The Supreme Court of Ukraine officially recognised the “de facto” marriage of LGBT activists Zoryan Kis and Tymur Levchuk in a decision on 25 February, the Ukrainian human rights organisation Insight LGBTQ announced on Monday.

The couple had previously been recognised as a family by a Kyiv district court in June, and the Supreme Court upheld that decision in the face of an appeal against it brought by conservative movement Vsi Razom (All Together). The ruling is the first of its kind in Ukraine, where, according to the country’s 1996 constitution, marriage can only be between two members of the opposite sex.

The court process was triggered by the Ukrainian Foreign Ministry’s 2024 refusal to acknowledge Levchuk as Kis’s family member, denying him the right to accompany Kis on a diplomatic posting to Israel.

Lawyers for Levchuk and Kis successfully argued that as the couple had lived together since 2013, had been married in an unofficial ceremony in Ukraine in 2016, and had officially registered their marriage in the US in 2021, they should be recognised as a family under Ukrainian law.

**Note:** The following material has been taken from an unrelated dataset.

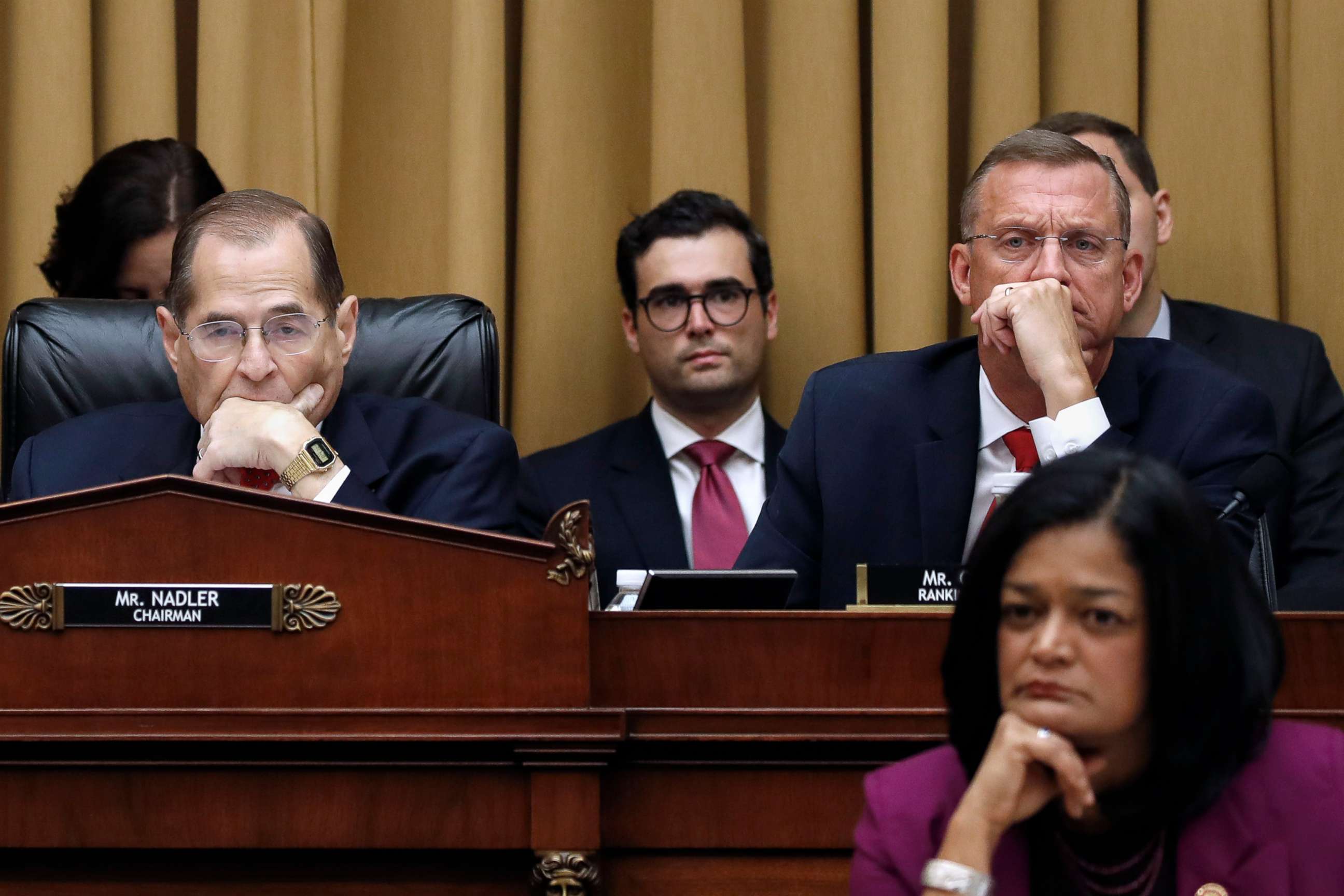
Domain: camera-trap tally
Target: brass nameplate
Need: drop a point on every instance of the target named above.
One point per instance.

Calling the Supreme Court’s ruling “a tremendous precedent”, Insight LGBTQ said that the decision would prevent any “homophobic or conservative organisation” from using the courts “as a tool to persecute or overturn decisions in favor of LGBT+ people under the guise of ‘social morality.’”

Ukraine’s current roadmap for joining the European Union, which was agreed in May, includes a commitment for Kyiv to provide greater recognition and protection for same-sex couples as a prerequisite for its accession to the bloc.

However, Ukrainian rights organisations warned in February that a new draft of the country’s revised Civil Code threatened to nullify the “de facto” recognition obtained by Kis and Levchuk, and provided no alternative pathway for same-sex relationships to be recognised, in contravention of Ukraine’s EU accession requirements.

A proposed law to allow civil unions for Ukrainian same-sex couples introduced in 2023 has been stalled in Ukraine’s Verkhovna Rada for the past three years due to a lack of necessary approval from the Legal Policy Committee.